There were times during his career when I thought Tajaaweed might be more, but I’ve come to the realization that he simply will not come out victorious against the best … not that there’s anything wrong with that. The world needs solid grade three horses, and Tajaaweed is a very good one.
On his day, and when there are no real tigers to be dealt with, Tajaaweed can uncork his patented, glorious looking rally that swoops by the entire field in the blink of an eye. I have seen it many times. Like on July 9 in the Grade 3 Arlington Handicap, when the Shadwell Stable owned and Dan Peitz trained turfer toyed with a very good field that included Mister Marti Gras and Dean’s Kitten. Or more recently on September 10, when Tajaaweed went from last to first in what seemed to be only a few strides. It was only an allowance bunch that day, but the striking move, combined with the snappy final time of 1:47 3/5, was more proof of the talent within the good looking son of Dynaformer.

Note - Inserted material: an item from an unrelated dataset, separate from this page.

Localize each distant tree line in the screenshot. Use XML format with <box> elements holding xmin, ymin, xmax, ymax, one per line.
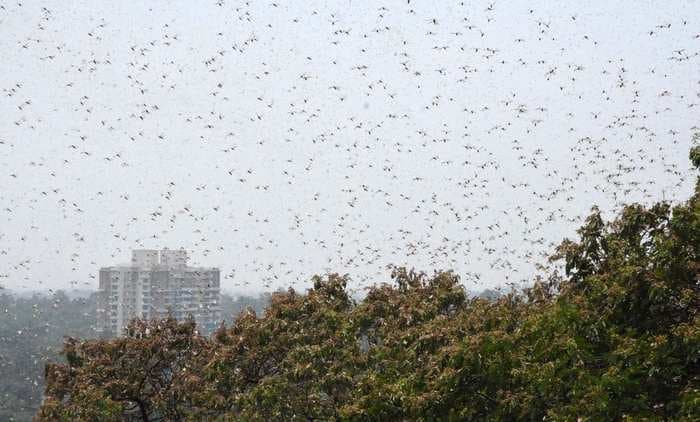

Even in one of his losses, a second place finish to Turallure in Churchill Downs’ Opening Verse (Keep in mind, Turallure is the same horse that missed winning the Breeders’ Cup Mile by the smallest of margins) in which Tajaaweed gave up the lead late, was beaten only a length, and beat the rest of the field by more than six lengths, he looked like a horse that might be on the verge of something big. But I know better.
Tajaaweed is simply not the horse that will win a grade one race. It’s taken me a while, but I finally can say that with confidence. More proof of this came in his last race. He finished sixth behind Gio Ponti in the Grade 1 Shadwell Mile at Keeneland. This type of disappointment fits right in line with his sixth place finishes in the last two editions of the Arlington Million.
This afternoon the six-year-old horse should be right at home however, in the River City Handicap at Churchill Downs. Not only is the day’s feature of the grade 3 variety, but the race looks to be loaded with speed. Solid early fractions should only assist Tajaaweed when he is ready to make his big run. I’m not giving you a groundbreaking play here, as he is likely to be the race favorite, but look for Tajaaweed to score an eye-catching victory. Just don’t expect it to lead to something bigger. There’s nothing wrong with being a grade 3 horse.